Happy to be wrong on this, and help Neel Nanda develop MambaLens, but I think Mamba is GPU-specific so would be outperformed by e.g. custom hardware that runs transformer blocks quickly.

How do you define "Mamba"? Is it "H3 + MLP blocks"? What if it's some other SSM block + MLP? What if it doesn't have the special hardware-aware algorithm?

To me, a more interesting question is whether some sort of SSM will become dominant, rather than the specific mamba algorithm in particular, but maybe that's a different question.

@Benthamite All state space models or other candidates are good for the following question:

@Benthamite

This is a a fair point.

I think any SSM block + MLP + the hardware-aware algorithm are the minimum conditions to call a model "Mamba-like." But if there are any disagreements to this view, I would love to hear them before the market resolves.

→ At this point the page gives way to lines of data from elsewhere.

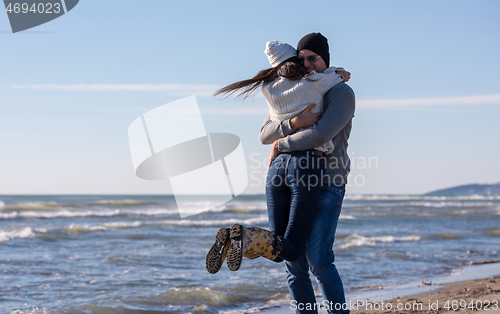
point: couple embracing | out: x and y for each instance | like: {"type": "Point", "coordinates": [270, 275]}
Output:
{"type": "Point", "coordinates": [308, 125]}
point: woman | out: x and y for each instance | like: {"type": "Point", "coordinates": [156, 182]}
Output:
{"type": "Point", "coordinates": [294, 179]}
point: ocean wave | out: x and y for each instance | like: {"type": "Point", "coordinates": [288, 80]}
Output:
{"type": "Point", "coordinates": [450, 204]}
{"type": "Point", "coordinates": [36, 206]}
{"type": "Point", "coordinates": [261, 220]}
{"type": "Point", "coordinates": [446, 236]}
{"type": "Point", "coordinates": [421, 197]}
{"type": "Point", "coordinates": [124, 202]}
{"type": "Point", "coordinates": [77, 229]}
{"type": "Point", "coordinates": [25, 232]}
{"type": "Point", "coordinates": [87, 213]}
{"type": "Point", "coordinates": [355, 240]}
{"type": "Point", "coordinates": [493, 233]}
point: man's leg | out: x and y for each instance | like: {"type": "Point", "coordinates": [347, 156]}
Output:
{"type": "Point", "coordinates": [320, 256]}
{"type": "Point", "coordinates": [320, 248]}
{"type": "Point", "coordinates": [299, 283]}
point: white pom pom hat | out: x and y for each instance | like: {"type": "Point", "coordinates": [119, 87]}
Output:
{"type": "Point", "coordinates": [277, 52]}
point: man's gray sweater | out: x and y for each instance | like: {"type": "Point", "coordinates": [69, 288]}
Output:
{"type": "Point", "coordinates": [335, 124]}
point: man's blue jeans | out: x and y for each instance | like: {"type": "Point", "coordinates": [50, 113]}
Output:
{"type": "Point", "coordinates": [319, 257]}
{"type": "Point", "coordinates": [293, 191]}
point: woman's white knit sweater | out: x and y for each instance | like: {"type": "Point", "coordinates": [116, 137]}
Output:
{"type": "Point", "coordinates": [287, 98]}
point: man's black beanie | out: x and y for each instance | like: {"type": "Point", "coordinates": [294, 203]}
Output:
{"type": "Point", "coordinates": [317, 43]}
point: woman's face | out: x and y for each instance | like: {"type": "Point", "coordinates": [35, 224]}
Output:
{"type": "Point", "coordinates": [318, 65]}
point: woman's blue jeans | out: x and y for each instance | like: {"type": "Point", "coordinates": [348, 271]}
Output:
{"type": "Point", "coordinates": [293, 188]}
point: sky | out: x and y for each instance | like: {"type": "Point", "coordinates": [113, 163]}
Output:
{"type": "Point", "coordinates": [426, 76]}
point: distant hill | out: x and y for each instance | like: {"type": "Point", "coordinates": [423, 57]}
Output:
{"type": "Point", "coordinates": [469, 189]}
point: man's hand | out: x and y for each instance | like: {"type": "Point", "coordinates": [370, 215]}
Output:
{"type": "Point", "coordinates": [305, 119]}
{"type": "Point", "coordinates": [346, 76]}
{"type": "Point", "coordinates": [274, 153]}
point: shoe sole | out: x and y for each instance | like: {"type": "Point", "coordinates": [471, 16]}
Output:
{"type": "Point", "coordinates": [215, 255]}
{"type": "Point", "coordinates": [235, 253]}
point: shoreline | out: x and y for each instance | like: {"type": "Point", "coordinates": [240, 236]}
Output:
{"type": "Point", "coordinates": [477, 283]}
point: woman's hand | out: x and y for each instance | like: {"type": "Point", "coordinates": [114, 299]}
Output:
{"type": "Point", "coordinates": [346, 76]}
{"type": "Point", "coordinates": [274, 153]}
{"type": "Point", "coordinates": [305, 119]}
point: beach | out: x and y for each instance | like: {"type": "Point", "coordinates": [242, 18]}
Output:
{"type": "Point", "coordinates": [468, 296]}
{"type": "Point", "coordinates": [439, 295]}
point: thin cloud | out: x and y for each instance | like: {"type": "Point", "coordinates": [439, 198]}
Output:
{"type": "Point", "coordinates": [177, 89]}
{"type": "Point", "coordinates": [208, 90]}
{"type": "Point", "coordinates": [464, 100]}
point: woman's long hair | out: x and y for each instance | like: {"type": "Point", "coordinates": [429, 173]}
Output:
{"type": "Point", "coordinates": [292, 68]}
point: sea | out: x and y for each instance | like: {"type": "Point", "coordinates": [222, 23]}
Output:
{"type": "Point", "coordinates": [124, 254]}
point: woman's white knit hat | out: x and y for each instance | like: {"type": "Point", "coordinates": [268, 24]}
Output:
{"type": "Point", "coordinates": [277, 52]}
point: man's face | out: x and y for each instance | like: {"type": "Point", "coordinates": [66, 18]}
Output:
{"type": "Point", "coordinates": [318, 65]}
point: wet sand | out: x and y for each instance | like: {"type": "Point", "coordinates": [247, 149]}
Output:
{"type": "Point", "coordinates": [471, 296]}
{"type": "Point", "coordinates": [450, 294]}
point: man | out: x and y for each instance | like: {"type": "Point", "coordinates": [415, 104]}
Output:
{"type": "Point", "coordinates": [335, 124]}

@AndrewImpellitteri My tentative guess is that requiring the hardware-aware algorithm as part of the resolution criteria is going to lead to a bunch of annoying judgment calls about whether some future algorithm is close enough to what's in the mamba paper to count as "the same".

Maybe a key hallmark is something like "key operations are designed to fit in SRAM"?

I would propose the following criteria for considering a block to be mamba-like:

1. There are 1+ SSM and 1+ MLP blocks

2. The SSM is somehow selective (i.e. input-dependent)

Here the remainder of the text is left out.